The result was a blowout despite the absence of forward Carlton Bragg Jr., who is suspended following his arrest Friday for misdemeanor battery. The part-time starter spent the game in street clothes.

“I don’t know anything more than I knew yesterday, which is very little,” Self said. “It’s not anything that’s worth commenting on because there’s no decisions to be made as far as finality goes until you hear what transpired, and certainly I’m sure people are trying to figure it out.”

Tai Webster led Nebraska (5-5) with 22 points. Ed Morrow Jr. finished with 16.

“Yeah, it was rough,” Webster said, “a tough environment to come into. The crowd is nothing like we’ve seen before, but they’re good at what they do. They pressure you full-court, every time you take it out, and they’re relentless. They’re tough.”

The Jayhawks rolled to a 54-34 halftime lead, but things started to go haywire after the break. They missed eight of their first 11 free throws in the second half, allowing Nebraska to claw back into the game.

What really set Self off, though, came with about 12 minutes left, when Mykhailiuk tracked down a loose ball and tried to throw an alley-oop pass to Jackson off the glass. Jackson’s dunk hit the rim and sprung into the air – and sent Self springing from his seat with an R-rated roar.

Asked who earned the brunt for it, Jackson or Mykhailiuk, Lucas chimed in: “Everybody on the court.”

It was Jackson who responded, though. He scored the next two baskets, then converted an emphatic jam, as the Jayhawks pushed their lead back to 20 and coasted the rest of the way.
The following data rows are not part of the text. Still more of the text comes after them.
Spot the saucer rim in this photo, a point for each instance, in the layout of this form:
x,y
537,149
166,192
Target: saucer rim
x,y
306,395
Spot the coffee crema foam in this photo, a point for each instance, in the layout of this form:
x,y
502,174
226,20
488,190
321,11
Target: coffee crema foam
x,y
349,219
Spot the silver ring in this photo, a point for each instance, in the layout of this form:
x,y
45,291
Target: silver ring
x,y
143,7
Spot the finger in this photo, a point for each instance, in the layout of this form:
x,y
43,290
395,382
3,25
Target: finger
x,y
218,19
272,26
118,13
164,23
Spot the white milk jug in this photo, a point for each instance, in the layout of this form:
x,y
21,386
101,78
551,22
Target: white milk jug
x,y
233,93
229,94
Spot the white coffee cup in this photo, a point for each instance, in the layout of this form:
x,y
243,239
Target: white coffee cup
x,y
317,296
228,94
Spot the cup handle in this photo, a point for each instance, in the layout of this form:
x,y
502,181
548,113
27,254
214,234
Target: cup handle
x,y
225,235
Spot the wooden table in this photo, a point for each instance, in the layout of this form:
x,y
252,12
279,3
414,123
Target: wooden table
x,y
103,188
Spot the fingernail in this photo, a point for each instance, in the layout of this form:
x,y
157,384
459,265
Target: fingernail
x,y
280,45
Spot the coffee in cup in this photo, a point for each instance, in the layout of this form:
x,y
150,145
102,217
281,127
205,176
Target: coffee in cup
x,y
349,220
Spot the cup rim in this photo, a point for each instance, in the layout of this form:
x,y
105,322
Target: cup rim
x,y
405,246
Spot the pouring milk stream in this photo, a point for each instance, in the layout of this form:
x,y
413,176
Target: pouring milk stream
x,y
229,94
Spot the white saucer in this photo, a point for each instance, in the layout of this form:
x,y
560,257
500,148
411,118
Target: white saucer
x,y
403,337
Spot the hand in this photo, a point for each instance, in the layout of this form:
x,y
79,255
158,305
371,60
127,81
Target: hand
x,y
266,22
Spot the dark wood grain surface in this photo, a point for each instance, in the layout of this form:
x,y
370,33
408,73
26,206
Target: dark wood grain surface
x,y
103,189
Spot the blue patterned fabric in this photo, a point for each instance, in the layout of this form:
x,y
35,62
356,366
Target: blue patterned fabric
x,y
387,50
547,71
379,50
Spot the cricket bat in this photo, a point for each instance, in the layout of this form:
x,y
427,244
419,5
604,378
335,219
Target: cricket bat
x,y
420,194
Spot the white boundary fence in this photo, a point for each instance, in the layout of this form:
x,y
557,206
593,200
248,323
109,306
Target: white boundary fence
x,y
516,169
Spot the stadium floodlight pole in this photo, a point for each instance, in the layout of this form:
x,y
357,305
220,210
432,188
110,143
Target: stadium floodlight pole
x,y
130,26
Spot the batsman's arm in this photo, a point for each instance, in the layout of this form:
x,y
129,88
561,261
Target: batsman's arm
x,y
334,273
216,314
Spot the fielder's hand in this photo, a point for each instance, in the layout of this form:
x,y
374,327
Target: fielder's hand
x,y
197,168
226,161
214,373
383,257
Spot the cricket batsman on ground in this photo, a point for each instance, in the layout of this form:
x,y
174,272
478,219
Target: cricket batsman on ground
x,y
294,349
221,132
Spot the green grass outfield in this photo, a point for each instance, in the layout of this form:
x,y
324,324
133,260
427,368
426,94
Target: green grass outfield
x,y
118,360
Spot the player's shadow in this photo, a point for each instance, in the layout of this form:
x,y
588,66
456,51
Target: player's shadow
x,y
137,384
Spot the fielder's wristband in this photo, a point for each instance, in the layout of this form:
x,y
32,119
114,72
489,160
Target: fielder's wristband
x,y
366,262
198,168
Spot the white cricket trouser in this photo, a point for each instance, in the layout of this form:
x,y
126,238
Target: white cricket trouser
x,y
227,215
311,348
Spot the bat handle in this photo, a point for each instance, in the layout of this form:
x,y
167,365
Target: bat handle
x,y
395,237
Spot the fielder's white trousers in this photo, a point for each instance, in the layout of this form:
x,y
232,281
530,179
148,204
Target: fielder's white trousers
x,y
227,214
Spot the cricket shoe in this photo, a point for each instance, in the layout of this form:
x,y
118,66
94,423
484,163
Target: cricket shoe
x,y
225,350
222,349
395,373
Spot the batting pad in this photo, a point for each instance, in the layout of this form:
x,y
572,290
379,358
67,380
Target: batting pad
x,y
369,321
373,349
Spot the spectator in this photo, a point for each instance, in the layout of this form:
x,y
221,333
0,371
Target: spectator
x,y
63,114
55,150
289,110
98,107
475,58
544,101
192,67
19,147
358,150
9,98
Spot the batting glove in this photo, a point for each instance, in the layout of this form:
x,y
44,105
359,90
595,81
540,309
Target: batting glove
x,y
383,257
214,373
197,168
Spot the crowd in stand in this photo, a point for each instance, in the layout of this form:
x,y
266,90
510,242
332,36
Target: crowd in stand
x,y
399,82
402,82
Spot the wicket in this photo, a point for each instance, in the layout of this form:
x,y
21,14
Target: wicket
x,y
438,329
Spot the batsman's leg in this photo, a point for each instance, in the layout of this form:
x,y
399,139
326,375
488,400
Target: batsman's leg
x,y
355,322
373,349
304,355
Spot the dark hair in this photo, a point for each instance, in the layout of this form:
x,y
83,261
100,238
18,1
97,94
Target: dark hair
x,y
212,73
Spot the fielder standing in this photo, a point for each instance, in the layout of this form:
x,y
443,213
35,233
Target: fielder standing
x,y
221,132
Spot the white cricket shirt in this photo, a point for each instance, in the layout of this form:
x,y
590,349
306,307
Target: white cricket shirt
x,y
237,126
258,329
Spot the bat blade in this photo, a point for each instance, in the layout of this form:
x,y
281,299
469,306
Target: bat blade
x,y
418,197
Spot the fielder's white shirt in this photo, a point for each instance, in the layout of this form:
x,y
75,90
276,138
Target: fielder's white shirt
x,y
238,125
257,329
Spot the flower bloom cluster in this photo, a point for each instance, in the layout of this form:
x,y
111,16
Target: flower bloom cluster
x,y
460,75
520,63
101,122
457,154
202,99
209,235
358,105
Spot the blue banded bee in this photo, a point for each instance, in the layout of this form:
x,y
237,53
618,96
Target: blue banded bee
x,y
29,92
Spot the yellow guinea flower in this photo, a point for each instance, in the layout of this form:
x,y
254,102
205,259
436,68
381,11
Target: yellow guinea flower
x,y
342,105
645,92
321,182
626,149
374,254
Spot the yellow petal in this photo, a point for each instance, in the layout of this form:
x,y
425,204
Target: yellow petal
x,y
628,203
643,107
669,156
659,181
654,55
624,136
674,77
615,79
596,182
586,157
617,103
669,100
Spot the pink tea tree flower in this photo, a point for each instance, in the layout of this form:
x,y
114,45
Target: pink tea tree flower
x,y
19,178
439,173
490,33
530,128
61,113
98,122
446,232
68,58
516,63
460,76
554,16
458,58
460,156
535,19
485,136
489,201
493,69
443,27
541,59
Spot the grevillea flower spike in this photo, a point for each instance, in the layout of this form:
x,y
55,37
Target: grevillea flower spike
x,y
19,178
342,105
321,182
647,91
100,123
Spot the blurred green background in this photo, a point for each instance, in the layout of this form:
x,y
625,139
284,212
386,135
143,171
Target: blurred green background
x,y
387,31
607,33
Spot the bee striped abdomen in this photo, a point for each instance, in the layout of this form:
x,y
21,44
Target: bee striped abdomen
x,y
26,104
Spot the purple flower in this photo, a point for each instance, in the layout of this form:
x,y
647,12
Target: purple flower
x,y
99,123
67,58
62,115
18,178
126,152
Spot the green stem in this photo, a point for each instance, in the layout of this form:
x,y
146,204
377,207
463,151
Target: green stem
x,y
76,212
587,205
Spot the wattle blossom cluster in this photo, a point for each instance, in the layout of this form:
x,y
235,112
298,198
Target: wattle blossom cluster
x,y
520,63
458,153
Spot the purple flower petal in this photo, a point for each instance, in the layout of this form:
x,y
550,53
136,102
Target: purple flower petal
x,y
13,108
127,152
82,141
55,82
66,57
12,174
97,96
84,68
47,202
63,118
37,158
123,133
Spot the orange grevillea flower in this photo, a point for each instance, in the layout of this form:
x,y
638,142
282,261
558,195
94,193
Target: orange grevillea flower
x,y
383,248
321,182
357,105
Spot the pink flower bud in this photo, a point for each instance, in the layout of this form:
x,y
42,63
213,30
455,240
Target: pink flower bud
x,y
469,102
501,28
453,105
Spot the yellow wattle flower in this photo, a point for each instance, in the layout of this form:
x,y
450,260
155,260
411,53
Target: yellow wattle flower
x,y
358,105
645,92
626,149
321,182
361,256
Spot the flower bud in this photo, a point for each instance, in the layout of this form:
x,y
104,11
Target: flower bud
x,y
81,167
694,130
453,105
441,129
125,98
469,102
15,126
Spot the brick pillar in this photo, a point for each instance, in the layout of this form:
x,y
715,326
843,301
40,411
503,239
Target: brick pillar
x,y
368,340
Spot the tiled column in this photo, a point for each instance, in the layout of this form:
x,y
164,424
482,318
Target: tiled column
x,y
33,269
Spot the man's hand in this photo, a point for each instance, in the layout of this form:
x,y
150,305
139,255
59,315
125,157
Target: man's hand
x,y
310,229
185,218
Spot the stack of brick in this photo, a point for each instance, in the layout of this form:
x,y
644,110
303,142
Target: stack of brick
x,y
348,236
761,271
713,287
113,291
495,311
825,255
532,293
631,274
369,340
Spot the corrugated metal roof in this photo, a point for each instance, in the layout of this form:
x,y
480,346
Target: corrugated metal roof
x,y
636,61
“That’s a fast team, a skilled team, a powerful team. They can get you a lot of ways,” Miles said. “I was really proud of our guys. I thought the second half we showed some toughness, some resiliency to at least claw back and make it uneasy on them.”
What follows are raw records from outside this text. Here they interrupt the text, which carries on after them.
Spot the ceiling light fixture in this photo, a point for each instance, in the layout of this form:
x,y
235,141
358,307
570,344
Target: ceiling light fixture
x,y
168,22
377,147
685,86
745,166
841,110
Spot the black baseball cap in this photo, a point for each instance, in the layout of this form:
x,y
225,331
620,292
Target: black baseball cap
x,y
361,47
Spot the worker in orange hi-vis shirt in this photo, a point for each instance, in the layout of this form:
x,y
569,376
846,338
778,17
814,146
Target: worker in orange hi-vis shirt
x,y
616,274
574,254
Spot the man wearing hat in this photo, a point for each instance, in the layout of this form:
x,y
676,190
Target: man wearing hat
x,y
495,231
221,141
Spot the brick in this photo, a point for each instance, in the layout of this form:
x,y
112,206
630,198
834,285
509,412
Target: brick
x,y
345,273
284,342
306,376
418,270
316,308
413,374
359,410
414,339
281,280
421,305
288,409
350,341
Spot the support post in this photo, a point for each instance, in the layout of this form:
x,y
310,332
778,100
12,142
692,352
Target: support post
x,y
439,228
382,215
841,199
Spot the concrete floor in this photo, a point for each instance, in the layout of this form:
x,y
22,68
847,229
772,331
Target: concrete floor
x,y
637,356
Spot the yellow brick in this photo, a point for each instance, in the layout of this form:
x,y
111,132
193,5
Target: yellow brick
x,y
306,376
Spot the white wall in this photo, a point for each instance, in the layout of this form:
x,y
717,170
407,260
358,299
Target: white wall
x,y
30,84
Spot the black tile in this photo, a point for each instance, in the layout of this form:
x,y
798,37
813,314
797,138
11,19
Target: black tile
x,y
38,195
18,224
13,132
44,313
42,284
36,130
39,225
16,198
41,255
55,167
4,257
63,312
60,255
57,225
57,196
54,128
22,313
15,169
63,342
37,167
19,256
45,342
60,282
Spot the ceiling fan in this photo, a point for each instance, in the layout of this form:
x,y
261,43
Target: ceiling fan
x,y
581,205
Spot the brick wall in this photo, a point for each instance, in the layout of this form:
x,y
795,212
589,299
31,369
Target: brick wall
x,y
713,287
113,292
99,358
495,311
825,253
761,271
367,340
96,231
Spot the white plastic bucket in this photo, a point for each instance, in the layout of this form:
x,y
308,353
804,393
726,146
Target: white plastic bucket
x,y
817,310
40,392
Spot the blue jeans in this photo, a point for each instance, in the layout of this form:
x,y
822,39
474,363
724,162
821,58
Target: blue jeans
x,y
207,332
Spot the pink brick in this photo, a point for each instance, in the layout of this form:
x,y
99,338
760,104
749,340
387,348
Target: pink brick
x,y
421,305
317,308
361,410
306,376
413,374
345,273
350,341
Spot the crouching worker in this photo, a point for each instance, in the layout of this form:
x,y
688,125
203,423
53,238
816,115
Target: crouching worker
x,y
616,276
Nebraska has lost five of six, including a blowout loss to No. 10 Creighton. The only win for Miles’ struggling team during that stretch came against South Dakota.
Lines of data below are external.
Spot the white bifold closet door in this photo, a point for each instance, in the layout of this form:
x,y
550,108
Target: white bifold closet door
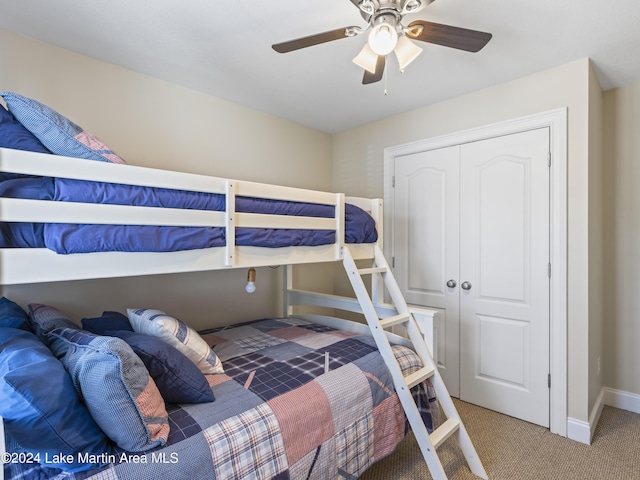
x,y
471,238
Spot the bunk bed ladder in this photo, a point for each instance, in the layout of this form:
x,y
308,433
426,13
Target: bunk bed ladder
x,y
453,426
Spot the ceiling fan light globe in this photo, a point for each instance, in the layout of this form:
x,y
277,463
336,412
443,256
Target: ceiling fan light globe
x,y
406,52
383,38
366,59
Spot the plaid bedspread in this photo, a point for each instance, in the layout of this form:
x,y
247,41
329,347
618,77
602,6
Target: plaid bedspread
x,y
297,401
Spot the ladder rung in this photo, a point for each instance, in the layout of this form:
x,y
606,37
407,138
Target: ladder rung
x,y
396,319
369,271
444,431
418,376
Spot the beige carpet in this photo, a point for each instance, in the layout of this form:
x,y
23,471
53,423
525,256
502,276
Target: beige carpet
x,y
511,449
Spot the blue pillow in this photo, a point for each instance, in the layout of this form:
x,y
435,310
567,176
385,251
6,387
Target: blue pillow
x,y
107,322
14,135
12,315
40,406
56,132
177,377
116,387
43,319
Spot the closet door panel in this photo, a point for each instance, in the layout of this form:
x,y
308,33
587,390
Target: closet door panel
x,y
426,232
504,255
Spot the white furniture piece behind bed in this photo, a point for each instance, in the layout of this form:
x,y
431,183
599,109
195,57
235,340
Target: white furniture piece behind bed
x,y
16,264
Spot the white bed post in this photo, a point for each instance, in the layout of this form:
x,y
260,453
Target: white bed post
x,y
230,222
287,286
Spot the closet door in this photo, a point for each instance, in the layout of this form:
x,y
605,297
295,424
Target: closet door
x,y
504,257
426,223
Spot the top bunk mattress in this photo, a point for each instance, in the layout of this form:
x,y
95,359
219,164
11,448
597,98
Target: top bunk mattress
x,y
67,238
Kansas finished 14 of 25 from the free throw line, continuing a troubling trend. Jackson was 3 of 8, while Udoka Azubuike clanked three of his four attempts off the rim.


The Jayhawks’ sophomore forward pleaded not guilty to a charge of misdemeanor battery after allegedly pushing his girlfriend down a flight of stairs. Bragg had appeared in their first nine games, starting five of them, and is averaging 7.8 points and 5.3 rebounds in 16 minutes.

“I think one reason why in the first half we were more focused was because of it. I don’t know,” Self said. “But they seemed to be pretty focused in the first half, but it was a distraction, and with teams and throughout seasons, there’s going to be different things come up.”


Nebraska returns home to play Gardner-Webb on Dec. 18.

Kansas plays Davidson on Dec. 17 at the Sprint Center in Kansas City, Missouri.